By Prashant K. Nanda, IANS
New Delhi : “I wish, me and my four kids get two meals a day in the new year,” said Noor Jehan, as she tried her best to cover her children – two boys and two girls – with a pair of gunnysacks and a torn blanket.
“For me New Year is another day of survival and sleeping on the roadside. Allah ko pata hai kal kya hone wala hai (Only Allah knows what’s in store for me tomorrow),” said the 40-year-old woman who sleeps on a pavement near the Delhi Gate monument that intersects the New and Old Delhi.
While the affluent spent the New Year eve enjoying the midnight revelry in hotels, clubs and homes or watching TV from under their warm quilts, for over 140,000 pavement dwellers in the Indian capital, it was just another day of destitution and struggle for survival.

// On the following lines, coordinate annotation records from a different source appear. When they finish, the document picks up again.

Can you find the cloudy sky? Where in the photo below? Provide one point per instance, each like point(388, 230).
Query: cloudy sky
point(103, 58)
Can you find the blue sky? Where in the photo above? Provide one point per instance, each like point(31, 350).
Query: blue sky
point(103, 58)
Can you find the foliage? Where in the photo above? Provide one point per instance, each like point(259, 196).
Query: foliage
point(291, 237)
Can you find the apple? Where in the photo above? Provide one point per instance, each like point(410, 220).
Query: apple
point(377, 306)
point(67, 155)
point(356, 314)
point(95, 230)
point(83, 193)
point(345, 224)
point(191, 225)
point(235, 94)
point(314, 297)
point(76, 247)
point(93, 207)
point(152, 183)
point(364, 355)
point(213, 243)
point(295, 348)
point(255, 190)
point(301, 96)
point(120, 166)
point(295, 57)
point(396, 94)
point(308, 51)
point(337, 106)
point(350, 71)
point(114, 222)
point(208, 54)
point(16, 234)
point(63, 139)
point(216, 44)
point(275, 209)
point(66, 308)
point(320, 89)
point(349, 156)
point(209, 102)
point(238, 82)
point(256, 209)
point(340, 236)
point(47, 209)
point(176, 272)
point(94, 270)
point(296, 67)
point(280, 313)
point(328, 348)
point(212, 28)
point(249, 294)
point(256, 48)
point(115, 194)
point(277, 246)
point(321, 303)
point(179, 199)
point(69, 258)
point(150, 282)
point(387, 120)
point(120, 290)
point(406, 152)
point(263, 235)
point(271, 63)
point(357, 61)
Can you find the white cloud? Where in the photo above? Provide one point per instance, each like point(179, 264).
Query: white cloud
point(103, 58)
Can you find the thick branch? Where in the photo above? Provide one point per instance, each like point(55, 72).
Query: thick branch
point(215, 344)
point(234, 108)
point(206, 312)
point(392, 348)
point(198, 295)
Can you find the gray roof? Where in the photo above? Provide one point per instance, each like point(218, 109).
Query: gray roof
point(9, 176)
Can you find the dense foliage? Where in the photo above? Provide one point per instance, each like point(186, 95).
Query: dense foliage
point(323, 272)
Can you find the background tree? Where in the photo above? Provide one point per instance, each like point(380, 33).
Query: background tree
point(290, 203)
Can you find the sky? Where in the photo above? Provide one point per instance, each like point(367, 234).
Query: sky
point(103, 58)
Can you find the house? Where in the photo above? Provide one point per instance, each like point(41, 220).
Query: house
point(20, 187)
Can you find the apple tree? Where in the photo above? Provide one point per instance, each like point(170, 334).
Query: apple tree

Jagdish Lal, another homeless person who huddles under a shop front on the Netaji Subhas Marg, said he does not understand the difference between old year and new year.
“Hamare liye kal, aaj sab saman hai. Only rich people enjoy their life and unfortunate people like us shiver in the cold and wait till death,” Lal, 56, told IANS, wondering why anyone who would talk to him about it at midnight.
“For us every day is a fight for food and survival,” he said as he held the hand of another homeless person with tears in his eyes.
Lal and Noor Jehan are just a few of the tens of thousands of homeless in Delhi who feel that any special day like New Year’s only intensifies their sorrow. In a way they are a stark pointer to the growing disparity between the rich and the poor as the Indian economy surges with nine percent GDP growth, marginalizing in the process a significant segment of its 1.1 billion population.
“It reminds us of our poverty. It reminds of our helplessness and it reminds us of our fight for survival,” said Aslam, 62, another pavement refugee.
Aslam, who came to Delhi from Agra some 40 years back, has been sleeping on the roadside for over a decade near Jama Masjid.
“Earlier I used to work in a factory but after the factory was closed down, I am on the roads,” he said while sitting in front of a shop.
A cement sack containing a thin blanket, a couple of half burnt bamboo sticks and a bundle of bidi (handrolled cheap cigarette) is all he had to fight the numbing cold with on New Year’s eve night, when the city recorded its lowest temperature in five years of 2.6 degrees Celsius.
For Mohammad Khan, 32, Vinod, 22, and Khurshid, 37, three rickshaw pullers in Paharganj area near the New Delhi Railway station, the New Year meant another day of wait in vain.
“After pulling rickshaws, we sleep on the roadside. Sometime we get food and sometime we manage without it in the night. Last year on New Year’s day I had no money. I spent the day without even a single piece of roti (bread),” said Vinod.
“I wish to earn at least Rs.80 a day so that I can feed my three kids. I may stay without it but how can I tell my four-year-old daughter that she has to spend the day without food,” said Khurshid almost in tears.
But there was a bright side to this poignant tale.
Ram Kumar, a seven-year-old boy selling balloons at a south Delhi traffic signal, said: “New Year means more money for me. People purchase balloons from me and my five-year-old sister is selling flowers. I have sold 10 balloons tonight.
“One lady (ek memsahib) gave me Rs.10 but did not purchase any balloon,” Kumar said as her sister Saloni ran to another car with a bunch of flowers.
Like always, some pavement dwellers are a little hopeful if only for the sake of their children.
“I want my two kids to study and become officers. Every day, I pray god to give my children a better life – at least they should not live in hunger and sleep on the roadside,” said Yuvraj, a 29-year-old physically challenged beggar crawling on the sidewalks on two stumps in place of amputated legs.